①経営効率化=給与・定員管理の適正化、経費の節減合理化、病床利用率の向上等による収入確保など 
②再編・ネットワーク化=基幹病院とサテライト病院・診療所間の機能分担を徹底(地域における医療提供体制の維持・医療確保の環境整備) 
③経営形態の見直し=民間的経営手法を導入(指定管理者制度の導入、地方独立行政法人化、民間への事業譲渡など) 
国の示すガイドライン等を踏まえつつ、各自治体において経営指導に関する数値目標を設定した改革プランを策定し、地域医療を確保。関係省庁が連携して総合的に支援。総務省において新たな支援方策を策定するとともに、改革の実施状況を調査・公表。都道府県の積極的な参画。経営アドバイザー等の助言 



(夕張に村上医師招聘に陣頭指揮して模範を示した・・全国自治体病院協議会 小山田 会長の所信表明の一部引用) 

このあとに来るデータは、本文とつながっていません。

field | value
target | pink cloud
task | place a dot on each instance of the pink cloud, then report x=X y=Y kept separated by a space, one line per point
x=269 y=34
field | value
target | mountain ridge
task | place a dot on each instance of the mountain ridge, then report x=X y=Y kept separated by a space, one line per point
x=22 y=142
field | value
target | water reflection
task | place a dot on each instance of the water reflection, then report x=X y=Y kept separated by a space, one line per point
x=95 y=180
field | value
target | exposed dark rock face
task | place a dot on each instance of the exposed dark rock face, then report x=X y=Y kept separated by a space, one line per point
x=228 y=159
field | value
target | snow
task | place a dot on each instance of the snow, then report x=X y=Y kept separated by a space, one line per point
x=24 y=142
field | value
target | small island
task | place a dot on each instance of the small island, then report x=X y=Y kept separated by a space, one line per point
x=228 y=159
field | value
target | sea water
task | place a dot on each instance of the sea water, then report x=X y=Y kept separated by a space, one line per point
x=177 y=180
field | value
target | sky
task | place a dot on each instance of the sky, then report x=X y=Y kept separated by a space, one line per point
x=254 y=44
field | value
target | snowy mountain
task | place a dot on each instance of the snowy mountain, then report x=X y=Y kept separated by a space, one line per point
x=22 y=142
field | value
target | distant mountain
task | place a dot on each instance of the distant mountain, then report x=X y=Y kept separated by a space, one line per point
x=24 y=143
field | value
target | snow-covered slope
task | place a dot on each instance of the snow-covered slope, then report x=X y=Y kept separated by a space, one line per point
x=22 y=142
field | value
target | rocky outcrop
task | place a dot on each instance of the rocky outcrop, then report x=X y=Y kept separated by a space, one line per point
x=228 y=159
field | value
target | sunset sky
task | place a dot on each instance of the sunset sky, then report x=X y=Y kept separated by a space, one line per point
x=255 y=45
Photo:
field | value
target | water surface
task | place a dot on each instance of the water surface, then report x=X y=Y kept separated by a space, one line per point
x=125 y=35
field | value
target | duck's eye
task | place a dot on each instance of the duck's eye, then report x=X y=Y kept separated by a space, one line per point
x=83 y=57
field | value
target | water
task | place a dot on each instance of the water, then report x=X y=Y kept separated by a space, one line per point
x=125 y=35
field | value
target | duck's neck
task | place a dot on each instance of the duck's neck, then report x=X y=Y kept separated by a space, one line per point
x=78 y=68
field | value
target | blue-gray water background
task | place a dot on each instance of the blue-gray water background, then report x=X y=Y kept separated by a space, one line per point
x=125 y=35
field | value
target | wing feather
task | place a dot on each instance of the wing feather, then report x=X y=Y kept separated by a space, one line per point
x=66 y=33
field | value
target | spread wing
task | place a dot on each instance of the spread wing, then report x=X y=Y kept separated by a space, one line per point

 、病院の医師不足の最大の要因が過酷な労働だといえます 

勤務医不足対策の基本は医師が働き続けることが可能な条件、日当直回数、時間外労働の上限を国が早急に提示し、それを守る管理者の責任を明確にすることだと考えます。 
これに関して国、病院管理者、そしてマスコミも住民も触れたがらないのが実情であります。

病院管理者の立場からは、医師不足の状況下では当直を減らすことは出来ないし、当直の翌日休まれると外来診療に支障が出る。病院経営上も無理であるし、外来診療を求める患者のニーズにも合わないというのですが、疲弊して病院を去っていく、去ろうとしている勤務医を前にして改善の方向性を示さなければならない時期に来ているものと考えます。 

医師不足の中で時間外勤務を短縮するには、まず医療秘書の配置や他職種スタッフの協力による医療以外の業務の縮減、外来診療の縮小、当直回数を減らすとすると病院の集約、再編、統合等がありますが、これらの方策を進める上で絶対必要なのは、基本には病院経営が成り立つような診療報酬体系の裏付けが不可欠であります。 

病院経営、患者の権利、ニーズの必要なことは申すまでもないことですが、医師が人並みに生活する保障なしに医療の質の確保も安全もない。それがないところから医師が去っている、去ろうとしていることを強く受け止めることが大切だと考えるからであります。